Eric Wong [Mon, 15 Mar 2021 11:57:54 +0000 (12:57 +0100)]
test_common: minor simplifications to setup_public_inboxes
This will results in a small reduction in on-disk footprint
by removing Xapian docdata and reduction in code by removing
an unnecessary -index invocation.
Eric Wong [Mon, 15 Mar 2021 11:57:52 +0000 (12:57 +0100)]
test_common: add create_inbox helper sub
This saves over 100ms in t/lei-q-remote-import.t so far when
TMPDIR is on an SSD. If we can memoize inbox creation to save a
few dozen milliseconds every test, this could add up to
noticeable savings across our entire test suite.
Eric Wong [Sun, 14 Mar 2021 11:12:00 +0000 (13:12 +0200)]
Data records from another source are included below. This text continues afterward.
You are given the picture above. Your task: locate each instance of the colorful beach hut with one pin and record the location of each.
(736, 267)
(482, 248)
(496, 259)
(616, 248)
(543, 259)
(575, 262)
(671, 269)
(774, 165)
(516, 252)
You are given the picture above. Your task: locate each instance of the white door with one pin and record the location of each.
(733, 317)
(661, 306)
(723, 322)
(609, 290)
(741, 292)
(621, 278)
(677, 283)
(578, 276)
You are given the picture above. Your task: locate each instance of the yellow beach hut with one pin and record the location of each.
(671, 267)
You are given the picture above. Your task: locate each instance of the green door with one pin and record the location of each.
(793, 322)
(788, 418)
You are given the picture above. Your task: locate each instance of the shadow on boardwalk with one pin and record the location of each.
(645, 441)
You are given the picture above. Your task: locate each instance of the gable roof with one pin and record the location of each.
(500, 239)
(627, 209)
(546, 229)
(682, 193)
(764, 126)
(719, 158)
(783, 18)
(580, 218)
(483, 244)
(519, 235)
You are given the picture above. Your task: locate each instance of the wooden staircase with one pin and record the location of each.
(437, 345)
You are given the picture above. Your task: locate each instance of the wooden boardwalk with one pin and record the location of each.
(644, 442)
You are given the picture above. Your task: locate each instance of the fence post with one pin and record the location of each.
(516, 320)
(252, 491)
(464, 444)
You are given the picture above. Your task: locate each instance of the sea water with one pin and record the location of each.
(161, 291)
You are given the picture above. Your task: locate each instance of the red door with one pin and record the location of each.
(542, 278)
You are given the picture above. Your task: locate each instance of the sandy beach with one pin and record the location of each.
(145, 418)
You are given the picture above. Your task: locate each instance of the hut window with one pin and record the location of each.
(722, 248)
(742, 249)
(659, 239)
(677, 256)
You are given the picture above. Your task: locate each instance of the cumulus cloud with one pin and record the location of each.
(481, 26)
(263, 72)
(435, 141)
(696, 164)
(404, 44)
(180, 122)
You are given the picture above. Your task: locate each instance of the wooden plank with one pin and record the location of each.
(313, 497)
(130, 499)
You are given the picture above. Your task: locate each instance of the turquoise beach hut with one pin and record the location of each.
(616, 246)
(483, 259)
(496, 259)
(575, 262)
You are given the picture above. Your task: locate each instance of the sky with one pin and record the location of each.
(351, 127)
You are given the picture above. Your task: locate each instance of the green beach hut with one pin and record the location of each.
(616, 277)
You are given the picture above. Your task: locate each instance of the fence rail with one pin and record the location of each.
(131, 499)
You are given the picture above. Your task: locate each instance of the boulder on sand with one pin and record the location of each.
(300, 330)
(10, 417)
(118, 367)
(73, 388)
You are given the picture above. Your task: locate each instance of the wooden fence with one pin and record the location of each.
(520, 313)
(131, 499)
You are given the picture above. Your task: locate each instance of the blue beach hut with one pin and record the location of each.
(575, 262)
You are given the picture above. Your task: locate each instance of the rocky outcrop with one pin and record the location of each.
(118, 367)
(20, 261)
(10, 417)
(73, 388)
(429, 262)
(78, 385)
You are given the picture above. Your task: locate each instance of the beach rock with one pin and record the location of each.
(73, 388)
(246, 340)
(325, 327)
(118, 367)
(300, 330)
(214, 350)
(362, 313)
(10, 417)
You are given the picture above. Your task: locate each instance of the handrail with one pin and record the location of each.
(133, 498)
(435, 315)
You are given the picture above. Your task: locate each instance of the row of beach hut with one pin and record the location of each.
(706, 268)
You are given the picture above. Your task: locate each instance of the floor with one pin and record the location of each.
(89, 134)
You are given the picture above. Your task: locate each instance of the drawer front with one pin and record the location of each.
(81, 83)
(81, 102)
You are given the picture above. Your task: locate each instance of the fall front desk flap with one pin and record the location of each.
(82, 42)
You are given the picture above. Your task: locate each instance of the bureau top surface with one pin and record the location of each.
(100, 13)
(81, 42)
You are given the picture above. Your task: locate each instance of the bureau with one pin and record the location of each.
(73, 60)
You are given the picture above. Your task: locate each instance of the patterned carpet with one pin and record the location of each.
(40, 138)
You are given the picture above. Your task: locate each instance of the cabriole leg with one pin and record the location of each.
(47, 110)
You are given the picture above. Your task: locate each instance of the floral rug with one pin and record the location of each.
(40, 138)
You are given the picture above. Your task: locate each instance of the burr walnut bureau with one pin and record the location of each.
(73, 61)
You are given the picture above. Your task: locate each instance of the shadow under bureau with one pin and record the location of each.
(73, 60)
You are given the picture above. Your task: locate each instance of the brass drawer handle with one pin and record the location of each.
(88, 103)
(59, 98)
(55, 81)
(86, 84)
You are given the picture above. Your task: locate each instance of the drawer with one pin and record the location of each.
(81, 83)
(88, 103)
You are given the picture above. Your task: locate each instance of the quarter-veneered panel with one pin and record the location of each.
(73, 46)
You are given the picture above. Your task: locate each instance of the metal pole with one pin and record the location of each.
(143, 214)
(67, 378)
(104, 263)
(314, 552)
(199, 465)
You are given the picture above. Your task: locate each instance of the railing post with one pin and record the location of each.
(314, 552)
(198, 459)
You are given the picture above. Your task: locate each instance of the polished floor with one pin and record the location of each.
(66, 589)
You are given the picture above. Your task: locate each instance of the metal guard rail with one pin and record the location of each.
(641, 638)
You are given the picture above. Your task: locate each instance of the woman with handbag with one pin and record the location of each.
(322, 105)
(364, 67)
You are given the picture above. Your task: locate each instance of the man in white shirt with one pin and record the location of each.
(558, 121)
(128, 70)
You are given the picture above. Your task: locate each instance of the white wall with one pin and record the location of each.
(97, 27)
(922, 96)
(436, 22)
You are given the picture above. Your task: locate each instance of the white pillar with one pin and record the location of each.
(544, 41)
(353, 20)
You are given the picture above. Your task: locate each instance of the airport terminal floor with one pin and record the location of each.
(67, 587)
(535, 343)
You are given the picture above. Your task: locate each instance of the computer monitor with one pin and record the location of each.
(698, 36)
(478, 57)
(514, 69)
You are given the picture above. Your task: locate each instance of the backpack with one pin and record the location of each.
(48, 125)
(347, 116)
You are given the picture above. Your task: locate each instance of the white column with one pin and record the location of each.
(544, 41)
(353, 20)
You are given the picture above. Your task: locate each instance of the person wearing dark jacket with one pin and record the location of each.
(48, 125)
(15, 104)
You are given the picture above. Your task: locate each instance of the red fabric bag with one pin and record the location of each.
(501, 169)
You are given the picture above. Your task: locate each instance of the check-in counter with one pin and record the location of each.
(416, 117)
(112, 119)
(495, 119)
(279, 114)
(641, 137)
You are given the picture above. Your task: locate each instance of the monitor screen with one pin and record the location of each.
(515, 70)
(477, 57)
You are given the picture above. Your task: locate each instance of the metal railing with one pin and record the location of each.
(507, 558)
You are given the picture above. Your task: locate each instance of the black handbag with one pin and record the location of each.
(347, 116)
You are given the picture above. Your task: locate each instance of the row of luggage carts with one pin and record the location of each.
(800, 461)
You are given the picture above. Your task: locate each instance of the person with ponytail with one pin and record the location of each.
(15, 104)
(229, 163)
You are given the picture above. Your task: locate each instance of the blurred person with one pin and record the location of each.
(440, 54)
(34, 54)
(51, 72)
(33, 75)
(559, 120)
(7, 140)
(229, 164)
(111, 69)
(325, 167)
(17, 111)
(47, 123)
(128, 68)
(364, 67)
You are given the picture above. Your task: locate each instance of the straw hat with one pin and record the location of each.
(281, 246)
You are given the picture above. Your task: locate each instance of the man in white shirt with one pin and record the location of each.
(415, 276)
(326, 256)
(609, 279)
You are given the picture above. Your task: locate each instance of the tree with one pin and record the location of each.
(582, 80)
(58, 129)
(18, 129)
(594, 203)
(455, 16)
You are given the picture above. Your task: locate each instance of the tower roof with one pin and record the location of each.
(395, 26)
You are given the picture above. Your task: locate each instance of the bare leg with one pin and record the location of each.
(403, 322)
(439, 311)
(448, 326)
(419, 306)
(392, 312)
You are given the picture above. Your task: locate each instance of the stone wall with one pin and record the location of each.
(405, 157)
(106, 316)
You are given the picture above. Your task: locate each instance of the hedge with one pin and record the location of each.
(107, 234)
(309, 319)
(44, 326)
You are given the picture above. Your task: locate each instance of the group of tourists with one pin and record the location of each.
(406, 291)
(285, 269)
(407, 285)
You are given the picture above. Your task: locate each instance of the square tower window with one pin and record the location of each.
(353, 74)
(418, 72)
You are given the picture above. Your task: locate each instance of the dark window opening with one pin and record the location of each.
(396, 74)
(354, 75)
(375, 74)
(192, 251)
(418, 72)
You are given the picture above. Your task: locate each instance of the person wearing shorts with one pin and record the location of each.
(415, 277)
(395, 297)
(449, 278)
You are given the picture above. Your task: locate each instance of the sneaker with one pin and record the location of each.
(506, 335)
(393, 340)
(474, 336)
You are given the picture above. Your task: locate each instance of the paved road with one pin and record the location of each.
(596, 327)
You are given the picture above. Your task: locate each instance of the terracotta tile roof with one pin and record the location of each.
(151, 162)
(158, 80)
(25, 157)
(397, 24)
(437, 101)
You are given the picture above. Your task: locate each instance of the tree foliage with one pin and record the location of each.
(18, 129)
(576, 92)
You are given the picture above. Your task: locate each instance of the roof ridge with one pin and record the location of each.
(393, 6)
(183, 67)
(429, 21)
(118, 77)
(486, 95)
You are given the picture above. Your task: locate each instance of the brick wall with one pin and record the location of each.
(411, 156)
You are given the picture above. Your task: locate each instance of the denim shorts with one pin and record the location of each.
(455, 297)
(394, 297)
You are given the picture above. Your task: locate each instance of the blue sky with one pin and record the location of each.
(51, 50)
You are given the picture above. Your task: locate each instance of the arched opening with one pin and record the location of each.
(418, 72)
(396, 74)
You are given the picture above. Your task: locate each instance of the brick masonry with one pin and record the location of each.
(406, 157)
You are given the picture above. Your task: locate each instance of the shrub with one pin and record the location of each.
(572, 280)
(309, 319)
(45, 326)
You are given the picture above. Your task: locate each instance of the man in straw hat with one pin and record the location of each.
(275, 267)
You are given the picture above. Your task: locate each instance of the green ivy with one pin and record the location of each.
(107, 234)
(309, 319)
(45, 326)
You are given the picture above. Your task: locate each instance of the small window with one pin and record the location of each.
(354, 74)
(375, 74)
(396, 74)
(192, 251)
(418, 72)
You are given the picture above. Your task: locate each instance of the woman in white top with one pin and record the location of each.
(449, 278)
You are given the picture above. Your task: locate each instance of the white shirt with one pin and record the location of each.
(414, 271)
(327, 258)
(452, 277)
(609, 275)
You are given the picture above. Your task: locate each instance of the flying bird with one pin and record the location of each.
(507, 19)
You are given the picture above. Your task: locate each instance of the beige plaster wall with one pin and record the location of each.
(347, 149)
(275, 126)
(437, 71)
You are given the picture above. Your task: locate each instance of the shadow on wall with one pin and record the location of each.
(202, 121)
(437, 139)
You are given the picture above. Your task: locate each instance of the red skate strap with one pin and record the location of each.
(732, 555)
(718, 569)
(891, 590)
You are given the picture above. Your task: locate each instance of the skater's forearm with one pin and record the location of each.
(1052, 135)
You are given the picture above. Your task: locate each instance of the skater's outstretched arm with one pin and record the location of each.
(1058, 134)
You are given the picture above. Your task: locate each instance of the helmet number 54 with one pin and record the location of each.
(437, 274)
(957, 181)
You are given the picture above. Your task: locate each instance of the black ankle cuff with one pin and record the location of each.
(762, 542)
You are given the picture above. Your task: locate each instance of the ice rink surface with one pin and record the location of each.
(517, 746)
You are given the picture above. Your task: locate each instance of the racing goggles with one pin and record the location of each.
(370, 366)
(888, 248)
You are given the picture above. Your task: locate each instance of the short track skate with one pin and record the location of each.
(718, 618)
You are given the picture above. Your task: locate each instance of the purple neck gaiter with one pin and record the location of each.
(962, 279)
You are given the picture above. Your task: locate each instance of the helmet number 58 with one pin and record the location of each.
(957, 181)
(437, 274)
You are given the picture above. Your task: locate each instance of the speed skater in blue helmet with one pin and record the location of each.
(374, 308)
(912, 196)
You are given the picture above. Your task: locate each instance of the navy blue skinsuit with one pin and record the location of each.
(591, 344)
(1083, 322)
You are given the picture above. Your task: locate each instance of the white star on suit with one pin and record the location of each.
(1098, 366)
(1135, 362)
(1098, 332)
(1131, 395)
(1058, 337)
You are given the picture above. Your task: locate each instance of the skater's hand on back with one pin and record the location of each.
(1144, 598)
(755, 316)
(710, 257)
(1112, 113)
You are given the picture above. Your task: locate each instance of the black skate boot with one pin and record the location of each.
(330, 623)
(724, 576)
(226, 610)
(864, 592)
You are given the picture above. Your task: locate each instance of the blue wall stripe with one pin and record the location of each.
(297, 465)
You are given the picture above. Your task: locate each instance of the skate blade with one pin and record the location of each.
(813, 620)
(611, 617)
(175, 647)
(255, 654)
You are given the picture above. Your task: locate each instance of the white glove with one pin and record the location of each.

lei q: do not import unnecessarily from externals
We only want to auto import messages that are exclusively in
remote externals. Messages in local externals are not
auto-imported to save space and reduce wear on storage device.
Eric Wong [Sat, 13 Mar 2021 15:40:27 +0000 (15:40 +0000)]
searchidx: fix -Lmedium for IDs and filenames
This fixes "m:", "l:", "f:", "t:", "c:", "dfn:", and "n:" search
prefixes under indexlevel=medium when mixed with indexlevel=full
inboxish. We need positional data for Message-IDs, List-Id,
email addresses and filenames for exact matches, though we still
want to support wildcards.
Fortunately the storage cost is still small as these prefixes
tend to be small compared to message bodies. These are NOT
boolean terms since wildcard support and partial matching is
desired.
Eric Wong [Fri, 12 Mar 2021 10:39:43 +0000 (10:39 +0000)]
lei q: mbox*: disable changing parallelism, add --rsyncable
Unfortunately, being mairix-compatible with --threads means we
can't change thread-count of gzip, bzip2, or xz when writing to
compressed mbox with a --threads= parameter. It's probably not
worth changing, anyways, so another switch or additional value
for --jobs= won't be added.
While we're in the area, add --rsyncable support since
most installations of gzip support it nowadays.
Fixes: 5beb4a5f6585acd ("lei: replace --thread with --threads")
Eric Wong [Fri, 12 Mar 2021 10:39:42 +0000 (10:39 +0000)]
lei: rearrange OPT_DESC and drop some TBD switches
It'll be easier for us to have the option-spec in front of the
command instead of the other way around. The option-spec in
front makes it easier to sort and keep track of potentially
confusing/ambiguous use of command-line switches between
different commands.
We'll also update some of the proposed switches while we're
at it.
Eric Wong [Thu, 11 Mar 2021 01:45:39 +0000 (19:45 -0600)]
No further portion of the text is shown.